I'm writing a report and need one thing clarified after reading the Wikipedia article on adamantane:
'All the above methods yield adamantane in the form of polycrystalline powder. Using this powder, single crystals can be grown from the melt, solution or vapor phase (e.g. with the Bridgman–Stockbarger technique). Melt growth result in the worst crystalline quality with a mosaic spread in the X-ray reflection of about 1°. Best crystals are obtained from the liquid phase, but the growth is inpracticably slow – several months for a 5–10 mm crystal. Growth from the vapor phase is a reasonable compromise in terms of speed and quality.[2] Adamantane is sublimated in a quartz tube placed in a furnace, which is equipped with several heaters maintaining a certain temperature gradient (about 10 °C/cm for adamantane) along the tube. Crystallization starts at one end of the tube which is kept near the freezing point of adamantane. Slow cooling of the tube, while maintaining the temperature gradient, gradually shifts the melting zone (rate ~2 mm/hour) producing a single-crystal boule.[16]

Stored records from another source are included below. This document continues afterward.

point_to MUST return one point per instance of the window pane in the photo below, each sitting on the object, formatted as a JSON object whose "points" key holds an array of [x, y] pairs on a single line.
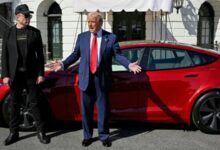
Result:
{"points": [[173, 59], [200, 59], [133, 54]]}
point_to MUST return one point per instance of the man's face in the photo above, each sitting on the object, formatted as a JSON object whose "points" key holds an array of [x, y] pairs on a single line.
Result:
{"points": [[93, 24], [23, 19]]}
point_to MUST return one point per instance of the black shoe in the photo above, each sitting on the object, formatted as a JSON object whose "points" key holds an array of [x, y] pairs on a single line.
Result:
{"points": [[107, 143], [87, 142], [43, 138], [12, 138]]}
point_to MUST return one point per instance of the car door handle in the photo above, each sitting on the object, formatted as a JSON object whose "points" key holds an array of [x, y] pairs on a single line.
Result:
{"points": [[191, 75], [117, 79]]}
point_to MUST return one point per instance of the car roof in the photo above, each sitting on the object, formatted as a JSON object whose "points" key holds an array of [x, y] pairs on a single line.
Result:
{"points": [[168, 44]]}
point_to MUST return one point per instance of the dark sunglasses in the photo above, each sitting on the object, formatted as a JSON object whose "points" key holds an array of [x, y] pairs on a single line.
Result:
{"points": [[28, 16]]}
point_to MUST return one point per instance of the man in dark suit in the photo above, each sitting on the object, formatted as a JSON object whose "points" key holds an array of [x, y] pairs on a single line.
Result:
{"points": [[95, 48], [23, 67]]}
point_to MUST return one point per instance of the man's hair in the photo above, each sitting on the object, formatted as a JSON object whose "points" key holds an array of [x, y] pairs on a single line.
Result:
{"points": [[96, 15]]}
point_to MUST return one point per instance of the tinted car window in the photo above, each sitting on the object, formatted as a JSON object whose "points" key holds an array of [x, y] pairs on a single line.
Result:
{"points": [[200, 59], [166, 58], [133, 54]]}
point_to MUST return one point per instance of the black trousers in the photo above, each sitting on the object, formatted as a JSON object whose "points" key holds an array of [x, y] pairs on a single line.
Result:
{"points": [[16, 89], [94, 94]]}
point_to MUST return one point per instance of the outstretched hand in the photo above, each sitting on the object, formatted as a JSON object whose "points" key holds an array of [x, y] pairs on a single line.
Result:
{"points": [[55, 65], [134, 67]]}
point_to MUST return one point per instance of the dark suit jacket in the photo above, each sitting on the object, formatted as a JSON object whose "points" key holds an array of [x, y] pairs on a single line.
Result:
{"points": [[109, 47], [33, 53]]}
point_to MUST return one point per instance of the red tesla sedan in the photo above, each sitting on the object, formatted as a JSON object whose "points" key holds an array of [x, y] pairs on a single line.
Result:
{"points": [[178, 84]]}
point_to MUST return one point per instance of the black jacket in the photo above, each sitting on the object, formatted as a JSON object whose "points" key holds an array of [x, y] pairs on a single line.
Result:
{"points": [[33, 53]]}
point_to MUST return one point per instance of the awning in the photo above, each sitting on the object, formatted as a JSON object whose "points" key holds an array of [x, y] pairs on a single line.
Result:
{"points": [[119, 5]]}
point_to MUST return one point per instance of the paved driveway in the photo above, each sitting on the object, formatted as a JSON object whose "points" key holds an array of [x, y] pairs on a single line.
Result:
{"points": [[125, 136]]}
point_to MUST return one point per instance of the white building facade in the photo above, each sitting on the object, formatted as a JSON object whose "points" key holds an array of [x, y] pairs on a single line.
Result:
{"points": [[196, 23]]}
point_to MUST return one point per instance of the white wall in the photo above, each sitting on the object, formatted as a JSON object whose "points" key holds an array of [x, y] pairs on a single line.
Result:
{"points": [[181, 27]]}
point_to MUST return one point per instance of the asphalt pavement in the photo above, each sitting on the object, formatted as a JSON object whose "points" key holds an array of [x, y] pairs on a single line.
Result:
{"points": [[124, 136]]}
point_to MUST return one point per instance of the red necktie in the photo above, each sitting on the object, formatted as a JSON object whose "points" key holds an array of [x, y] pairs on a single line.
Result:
{"points": [[93, 55]]}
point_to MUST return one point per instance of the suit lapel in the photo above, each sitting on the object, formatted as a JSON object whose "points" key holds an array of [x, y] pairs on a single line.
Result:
{"points": [[28, 36], [87, 48], [14, 41], [104, 42]]}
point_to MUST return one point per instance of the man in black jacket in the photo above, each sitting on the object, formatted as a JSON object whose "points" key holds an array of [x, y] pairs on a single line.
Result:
{"points": [[23, 67]]}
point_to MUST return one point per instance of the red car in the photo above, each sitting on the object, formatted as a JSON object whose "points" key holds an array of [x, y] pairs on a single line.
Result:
{"points": [[178, 84]]}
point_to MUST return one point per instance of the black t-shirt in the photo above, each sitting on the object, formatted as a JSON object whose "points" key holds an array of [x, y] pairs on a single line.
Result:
{"points": [[22, 47]]}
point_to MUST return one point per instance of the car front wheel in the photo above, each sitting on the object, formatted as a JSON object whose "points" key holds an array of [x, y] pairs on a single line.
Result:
{"points": [[206, 112], [27, 121]]}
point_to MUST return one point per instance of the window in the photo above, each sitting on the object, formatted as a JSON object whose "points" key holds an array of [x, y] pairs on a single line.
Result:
{"points": [[200, 59], [133, 54], [129, 25], [167, 58], [164, 58], [206, 26]]}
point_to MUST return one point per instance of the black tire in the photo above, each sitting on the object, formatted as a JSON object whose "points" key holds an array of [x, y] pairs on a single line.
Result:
{"points": [[206, 113], [27, 121]]}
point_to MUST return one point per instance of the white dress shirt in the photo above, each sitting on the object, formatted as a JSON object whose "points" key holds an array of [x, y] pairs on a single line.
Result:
{"points": [[99, 40]]}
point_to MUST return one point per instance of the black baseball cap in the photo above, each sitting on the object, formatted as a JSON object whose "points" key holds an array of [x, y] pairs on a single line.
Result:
{"points": [[23, 8]]}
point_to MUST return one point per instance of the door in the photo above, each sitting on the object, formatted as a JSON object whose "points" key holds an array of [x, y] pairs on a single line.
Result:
{"points": [[55, 37], [55, 34], [124, 97], [129, 25]]}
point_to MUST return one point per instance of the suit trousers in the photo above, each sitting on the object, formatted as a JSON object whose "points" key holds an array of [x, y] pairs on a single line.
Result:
{"points": [[20, 83], [93, 94]]}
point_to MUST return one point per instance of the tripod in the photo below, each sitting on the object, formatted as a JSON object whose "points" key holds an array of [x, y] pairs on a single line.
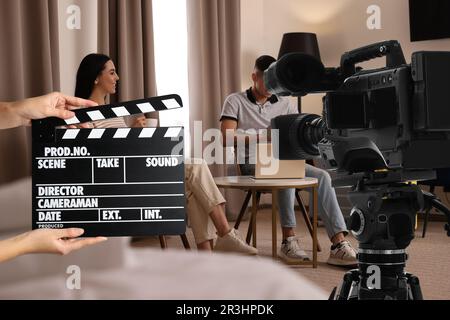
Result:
{"points": [[383, 221]]}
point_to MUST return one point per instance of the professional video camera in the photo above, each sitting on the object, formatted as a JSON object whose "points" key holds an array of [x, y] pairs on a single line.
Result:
{"points": [[380, 130]]}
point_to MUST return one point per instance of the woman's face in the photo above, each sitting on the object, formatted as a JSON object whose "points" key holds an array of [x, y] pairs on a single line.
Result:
{"points": [[107, 80]]}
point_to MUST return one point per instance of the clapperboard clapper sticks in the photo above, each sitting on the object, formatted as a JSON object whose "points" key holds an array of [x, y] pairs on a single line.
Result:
{"points": [[110, 182]]}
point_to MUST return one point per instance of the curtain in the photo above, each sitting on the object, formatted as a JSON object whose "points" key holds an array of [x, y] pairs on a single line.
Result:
{"points": [[29, 64], [126, 34], [214, 49]]}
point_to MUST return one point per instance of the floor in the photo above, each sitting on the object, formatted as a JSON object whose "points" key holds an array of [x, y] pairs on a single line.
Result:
{"points": [[429, 257]]}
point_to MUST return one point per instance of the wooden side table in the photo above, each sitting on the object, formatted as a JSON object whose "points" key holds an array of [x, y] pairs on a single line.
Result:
{"points": [[254, 185]]}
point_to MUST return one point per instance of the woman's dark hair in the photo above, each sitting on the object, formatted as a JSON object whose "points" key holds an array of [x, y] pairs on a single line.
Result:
{"points": [[90, 68]]}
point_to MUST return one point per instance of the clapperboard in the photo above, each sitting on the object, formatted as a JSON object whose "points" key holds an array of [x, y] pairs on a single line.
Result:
{"points": [[110, 182]]}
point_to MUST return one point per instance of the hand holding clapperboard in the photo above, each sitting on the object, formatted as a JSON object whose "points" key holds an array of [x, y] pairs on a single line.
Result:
{"points": [[110, 182]]}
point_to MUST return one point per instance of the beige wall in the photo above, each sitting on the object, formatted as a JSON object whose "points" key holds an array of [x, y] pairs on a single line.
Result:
{"points": [[75, 44], [339, 24]]}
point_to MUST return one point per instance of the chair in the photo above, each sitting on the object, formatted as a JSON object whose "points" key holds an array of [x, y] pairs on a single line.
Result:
{"points": [[258, 198], [442, 180]]}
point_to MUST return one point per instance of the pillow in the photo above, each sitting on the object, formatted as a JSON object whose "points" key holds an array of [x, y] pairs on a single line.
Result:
{"points": [[15, 205]]}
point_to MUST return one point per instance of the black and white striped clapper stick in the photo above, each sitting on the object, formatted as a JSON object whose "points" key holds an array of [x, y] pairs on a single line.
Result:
{"points": [[111, 181]]}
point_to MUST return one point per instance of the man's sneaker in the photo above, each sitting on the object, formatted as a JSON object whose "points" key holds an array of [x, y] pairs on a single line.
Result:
{"points": [[232, 242], [343, 255], [291, 252]]}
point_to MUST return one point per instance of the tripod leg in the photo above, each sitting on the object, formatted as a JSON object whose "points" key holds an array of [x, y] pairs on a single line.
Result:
{"points": [[349, 278]]}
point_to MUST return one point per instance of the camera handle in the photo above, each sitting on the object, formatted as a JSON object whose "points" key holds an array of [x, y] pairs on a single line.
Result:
{"points": [[391, 49]]}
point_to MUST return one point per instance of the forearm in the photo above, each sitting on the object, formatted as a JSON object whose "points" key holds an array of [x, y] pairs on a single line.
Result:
{"points": [[12, 247], [239, 139]]}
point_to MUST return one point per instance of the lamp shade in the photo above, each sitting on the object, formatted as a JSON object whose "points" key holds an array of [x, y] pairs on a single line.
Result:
{"points": [[303, 42]]}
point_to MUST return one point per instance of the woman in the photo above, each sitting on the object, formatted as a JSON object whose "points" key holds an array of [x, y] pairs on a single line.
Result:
{"points": [[96, 79]]}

Would I be write in thinking that these crystals are not randomly shaped diamond structures you would get if the adamantanes covalently fused with eachother? In other words, are the crystals formed from polycrystalline adamantanes (with different numbers of basic ten carbon adamantanes in one derivative crystal) bonding together without covalent bonds? Or perhaps without many covalent bonds? For example, one C-C bond between two crystals? What other type of bonding could be at work here? Is the macro-crystal structurally weak as a result?